# Netzwerkdrucker unter NT einrichten



## tombe (23. November 2005)

Hallo,

ich muß einen neuen Drucker ins Netzwerk einbinden. Unser Server läuft unter NT.
Mein Problem ist nun :
- ich habe dem Drucker eine feste IP zugeordnet
- ich habe einen neuen Druckeranschluß mit dieser IP erstellt
- und ich habe natürlich den Treiber auf dem Server installiert

aber der Drucker funkioniert nicht.

Komisch ist das ich ihn mit "ping" ansprechen kann. Außerdem ist es möglich im Browser die IP einzugeben und dann die aktuelle Einstellungen am Drucker anzusehen bzw. zu verändern. Es liegt also (meiner Meinung nach nicht am Netzwerk) sondern eher daran wie ich den (Drucker-)Anschluß eingerichtet habe!!

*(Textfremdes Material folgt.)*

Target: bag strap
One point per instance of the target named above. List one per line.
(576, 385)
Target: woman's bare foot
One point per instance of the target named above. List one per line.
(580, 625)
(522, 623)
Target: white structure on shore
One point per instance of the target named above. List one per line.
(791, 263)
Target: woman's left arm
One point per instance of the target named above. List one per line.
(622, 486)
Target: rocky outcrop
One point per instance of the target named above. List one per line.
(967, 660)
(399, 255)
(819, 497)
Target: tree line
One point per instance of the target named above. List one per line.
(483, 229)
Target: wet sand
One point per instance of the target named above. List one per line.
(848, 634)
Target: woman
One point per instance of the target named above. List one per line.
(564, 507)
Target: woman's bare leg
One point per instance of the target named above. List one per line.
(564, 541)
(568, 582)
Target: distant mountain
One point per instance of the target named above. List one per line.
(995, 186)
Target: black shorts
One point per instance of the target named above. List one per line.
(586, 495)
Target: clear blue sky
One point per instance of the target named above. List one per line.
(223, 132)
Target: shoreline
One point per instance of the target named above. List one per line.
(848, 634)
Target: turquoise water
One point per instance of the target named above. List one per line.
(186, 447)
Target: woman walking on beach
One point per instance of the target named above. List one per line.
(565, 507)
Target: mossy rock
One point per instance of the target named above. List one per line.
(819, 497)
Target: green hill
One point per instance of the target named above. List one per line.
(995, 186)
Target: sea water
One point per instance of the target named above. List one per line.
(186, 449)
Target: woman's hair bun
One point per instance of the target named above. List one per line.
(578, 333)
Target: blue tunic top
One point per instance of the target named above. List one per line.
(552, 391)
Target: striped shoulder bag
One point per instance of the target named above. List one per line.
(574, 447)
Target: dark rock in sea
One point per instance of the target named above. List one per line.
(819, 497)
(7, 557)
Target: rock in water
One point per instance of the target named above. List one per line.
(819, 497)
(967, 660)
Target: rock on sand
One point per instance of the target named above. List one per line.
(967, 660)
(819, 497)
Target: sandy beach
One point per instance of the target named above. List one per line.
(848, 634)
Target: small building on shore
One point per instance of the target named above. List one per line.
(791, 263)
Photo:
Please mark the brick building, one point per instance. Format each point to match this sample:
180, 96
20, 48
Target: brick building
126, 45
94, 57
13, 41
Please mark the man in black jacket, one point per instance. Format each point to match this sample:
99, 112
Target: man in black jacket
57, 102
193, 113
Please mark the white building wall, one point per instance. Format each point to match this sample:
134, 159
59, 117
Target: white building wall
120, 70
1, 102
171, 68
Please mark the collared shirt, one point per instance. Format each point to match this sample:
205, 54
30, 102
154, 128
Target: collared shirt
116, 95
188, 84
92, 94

Kann mir jemand einen Tipp geben wie ich hier weiterkomme, bzw. wie ich irgendwie herausfinde wo genau der Fehler liegt.

Danke Thomas


----------



## Marco1980 (28. November 2005)

Hallo erstmal.

Interessant zu deiner Fragestellung wäre ob du versuchst den Drucker über den Server als Freigabe zu installieren. Der Vorteil bei einem Netzwerkdrucker ist ja das er auf jedem Rechner einzel installiert wird. Mir fallen da noch zwei Sachen ein:
1. Manche Drucker haben in dem vom Browser aufrufbaren Menu die Option Nutzer oder Ip Adressen freizugeben die dann den Drucker nutzen können.(nicht vergessen den Drucker mit nem Admin Kennwort zu schützen.)
2. Ich richte die NW-Drucker bei mir auf den User Rechnern als lokale Drucker ein und wähle dann bei Anschluss Tcp/Ip und Ip aus.

Ich hoffe ich konnte dir ein wenig helfen wenn nicht kannst du mir ja ne Mail schreiben und mal genauer Beleuchten wie das bei dir aussieht. Drucker Typ? Konfig Drucker (kann man ausdrucken über Browser Menu)?

Gruss Marco


----------